The Pope began by recalling the need for legal and political methods that are not characterized by the mythological “scapegoat” logic, that is, of an individual unjustly accused of the misfortunes that befall a community and then chosen to be sacrificed. It is also necessary to refute the belief that legal sanctions carry benefit, which requires the implementation of inclusive economic and social policies. He reiterated the primacy of the life and dignity of the human person, reaffirming the absolute condemnation of the death penalty, the use of which is rejected by Christians. In this context he also talked about the so-called extrajudicial executions, that is, the deliberated killing of individuals by some states or their agents that are presented as the unintended consequence of the reasonable, necessary, and proportionate use of force to implement the law.
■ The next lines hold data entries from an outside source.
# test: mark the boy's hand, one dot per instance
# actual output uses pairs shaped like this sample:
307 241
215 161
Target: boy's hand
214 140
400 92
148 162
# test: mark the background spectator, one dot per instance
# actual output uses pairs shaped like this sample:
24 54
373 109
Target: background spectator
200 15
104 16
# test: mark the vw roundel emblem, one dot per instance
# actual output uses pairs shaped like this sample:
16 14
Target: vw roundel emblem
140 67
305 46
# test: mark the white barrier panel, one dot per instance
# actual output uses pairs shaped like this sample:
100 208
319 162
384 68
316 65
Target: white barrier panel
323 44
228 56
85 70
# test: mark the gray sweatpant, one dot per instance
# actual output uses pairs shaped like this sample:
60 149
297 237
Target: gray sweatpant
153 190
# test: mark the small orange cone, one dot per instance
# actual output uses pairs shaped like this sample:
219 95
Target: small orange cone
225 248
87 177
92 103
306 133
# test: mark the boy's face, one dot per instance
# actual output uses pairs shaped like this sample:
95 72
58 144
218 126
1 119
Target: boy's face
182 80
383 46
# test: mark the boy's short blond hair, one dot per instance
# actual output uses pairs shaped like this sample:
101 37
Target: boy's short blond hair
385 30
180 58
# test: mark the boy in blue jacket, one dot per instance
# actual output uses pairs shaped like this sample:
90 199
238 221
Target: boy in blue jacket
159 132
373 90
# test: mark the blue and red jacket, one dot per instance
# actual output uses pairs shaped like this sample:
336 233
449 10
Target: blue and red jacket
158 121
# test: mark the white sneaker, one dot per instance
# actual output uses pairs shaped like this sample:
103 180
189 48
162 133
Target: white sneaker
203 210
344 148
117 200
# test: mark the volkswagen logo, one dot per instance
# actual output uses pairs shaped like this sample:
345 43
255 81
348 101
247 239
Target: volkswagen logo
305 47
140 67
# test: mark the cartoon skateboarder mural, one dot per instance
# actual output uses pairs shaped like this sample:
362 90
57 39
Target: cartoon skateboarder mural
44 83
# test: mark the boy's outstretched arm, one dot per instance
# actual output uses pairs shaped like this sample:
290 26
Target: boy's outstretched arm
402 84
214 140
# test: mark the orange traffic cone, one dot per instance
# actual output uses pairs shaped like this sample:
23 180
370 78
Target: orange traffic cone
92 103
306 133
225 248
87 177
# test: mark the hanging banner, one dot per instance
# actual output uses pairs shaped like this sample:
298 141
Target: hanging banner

He emphasized that the death penalty is used in totalitarian regimes as “an instrument of suppression of political dissent or of persecution of religious or cultural minorities”.
He then spoke of the conditions of prisoners, including prisoners who have not been convicted and those convicted without a trial, stating that pretrial detention, when used improperly, is another modern form of unlawful punishment that is hidden behind legality. He also referred to the deplorable prison condition in much of the world, sometimes due to lack of infrastructure while other instances are the result of “the arbitrary exercise of ruthless power over detainees”. Pope Francis also spoke about torture and other inhuman and degrading treatment, stating that, in the world today, torture is used not only as a means to achieve a particular purpose, such as a confession or an accusation—practices that are characteristic of a doctrine of national security—but also adds to the evil of detention. Criminal code itself bears responsibility for having allowed, in certain cases, the legitimacy of torture under certain conditions, opening the way for further abuse.